Martabak Manis Dua Rasa

Rio Nhana
Chapter #9

Bab 9. Rumah yang Tak Sepenuhnya Rumah

Sudah lima bulan sejak Sejiwa tak lagi membuka mata. Lima bulan yang terasa seperti satu musim hujan yang tak pernah reda. Hari-hari Senjani seperti berjalan dalam satu warna kelabu, seperti pagi yang tak kunjung jadi siang. Tapi yang paling menyakitkan bukanlah ketidakpastian—melainkan diam panjang yang menggantung di antara harap dan penyangkalan.
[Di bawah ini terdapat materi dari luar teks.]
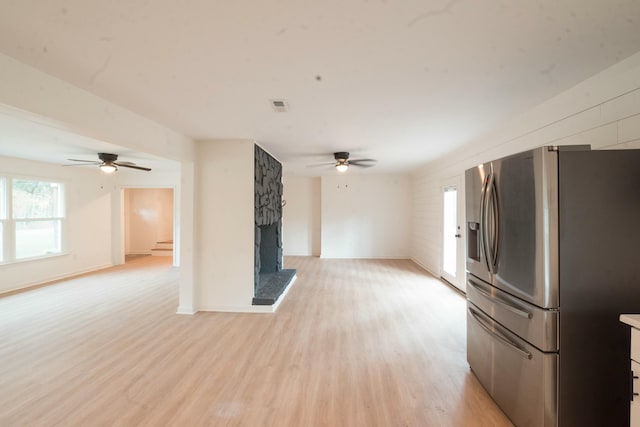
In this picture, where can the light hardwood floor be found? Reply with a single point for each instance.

Hari itu, langit mendung saat Senjani membuka pintu untuk seorang tamu yang tidak diundangnya: ibu Satria.

Perempuan paruh baya dengan sanggul rapi dan tatapan tajam itu berdiri tegak di ambang pintu, matanya menyapu Senjani dari atas ke bawah. Tak ada senyum. Tak ada sapaan hangat.

“Assalamualaikum,” ucapnya hambar, lalu melangkah masuk tanpa menunggu jawaban. Udara di ruang tamu pun berubah dingin, seolah semua kehangatan ikut keluar bersamanya saat pintu tertutup.

Satria menyambut ibunya dengan pelukan singkat. “Ibu, ini mendadak sekali.”

“Aku harus melihat langsung bagaimana keadaan rumah ini. Setidaknya, kamu tidak benar-benar tinggal bersama perempuan asing yang tidak mencintaimu,” ucapnya lirih namun tajam, seolah Senjani adalah noda yang menempel di taplak meja makan mereka.

Senjani hanya diam, menunduk. Rasanya seperti kembali ke hari pernikahannya—saat semua orang melihatnya sebagai pengganggu takdir, sebagai istri dari laki-laki yang bukan cintanya.

Ibu mertua itu melihat sudut ruang, jendela yang berdebu, gelas yang belum dicuci, lalu berkata dengan nada dingin, “Rumah ini tidak terasa seperti rumah keluarga.”